A simple solution would be to increase the length of the chains. Unfortunately, Figure 9 shows that even for the shortest chains of 200 samples, the computation time of HMC exceeds that of Gibbs sampling with 105 samples. Note that these experiments were conducted on a high performance computing (HPC) cluster equipped with processors which differ in speed. However, when repeating the sampling with HMC on a local workstation equipped with more powerful processors than the HPC cluster, we did not observe any significant speedup.

FIGURE 9

Comparison of the range of computation times for Hamiltonian Monte Carlo (HMC) (blue) and Gibbs sampling (black). HMC200: HMC with 200 samples, HMC400: HMC with 400 samples, HMC 800: HMC with 800 samples, and Gibbs1e5: Gibbs sampling with 105 samples

Experiment 2: Experimental dataset

In the second experiment, we analysed a real‐world dataset from an fMRI experiment investigating speech perception in stroke patients compared to healthy controls. The cohort included 26 healthy controls and 11 patients. For details of the experimental setup, see Leff et al. (2008). In a previous DCM‐based analysis of this dataset (Schofield et al., 2012), a task‐relevant network containing six regions (with three regions in either hemisphere) was identified. For hierarchical clustering, we simplified the network by removing two subcortical regions with low signal‐to‐noise ratio, resulting in the four‐region network shown in Figure 10. This is in line with the approach from Yao et al. (2018).

FIGURE 10

The four‐region dynamic causal model (DCM) network structure used for the analysis of the experimental dataset

As before, we inverted HUGE using both standard and improved Gibbs sampling and HMC. Settings were kept identical to the synthetic case except for the chain length, which was increased to 600,000 samples including 300,000 burn‐in for Gibbs.
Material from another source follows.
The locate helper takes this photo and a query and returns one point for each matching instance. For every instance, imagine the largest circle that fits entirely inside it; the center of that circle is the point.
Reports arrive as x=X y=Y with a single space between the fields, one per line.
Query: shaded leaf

The choice of chain length was partly based on previous experience with a similar clustering model (Raman et al., 2016). Individual chains were sampled in parallel on an HPC cluster, with each chain having access to a single core. The HPC contains a variety of CPUs from different manufactures with clock speeds ranging from 2.3 to 3.7 GHz and jobs are assigned to a random node. A summary of the composition of the HPC can be found on its website (https://scicomp.ethz.ch/wiki/Euler). Sampling required 140 × 103 s (approx. 40 hr) on average for both versions of Gibbs sampling. Note that the computation time of the improved version of Gibbs is on average only 4% higher than that of standard Gibbs, indicating that the overhead introduced by our special proposal distributions is almost negligible. Also note that computation time is not a linear function of the number of regions of the DCM, but depends on many factors such as the number of connections, the number of subjects, the length of the time series, the type of the DCM (linear, bilinear, nonlinear), and so forth. However, the analysis from Section 2.4 showed that the complexity of the sampler does scale linearly with the number of subjects. This is relevant for applications involving large‐scale datasets such as, for example, the Adolescent Brain Cognitive Development Study, the Human Connectome Project or the UK Biobank. Using this linear relation to extrapolate the computation time for this experiment to a dataset of 100 subjects, we would expect an average computation time of 105 hr (approx. 4.5 days), which is still less than the computation time of HMC for the present experiment. In this context, it is also important to note that for Gibbs sampling the subject related computations can be easily parallelized, which could potentially reduce the computation time significantly if suitable hardware is available. In contrast, for HMC samplers, parallelization is less trivial since the simulation of the Hamiltonian dynamics is inherently sequential in nature.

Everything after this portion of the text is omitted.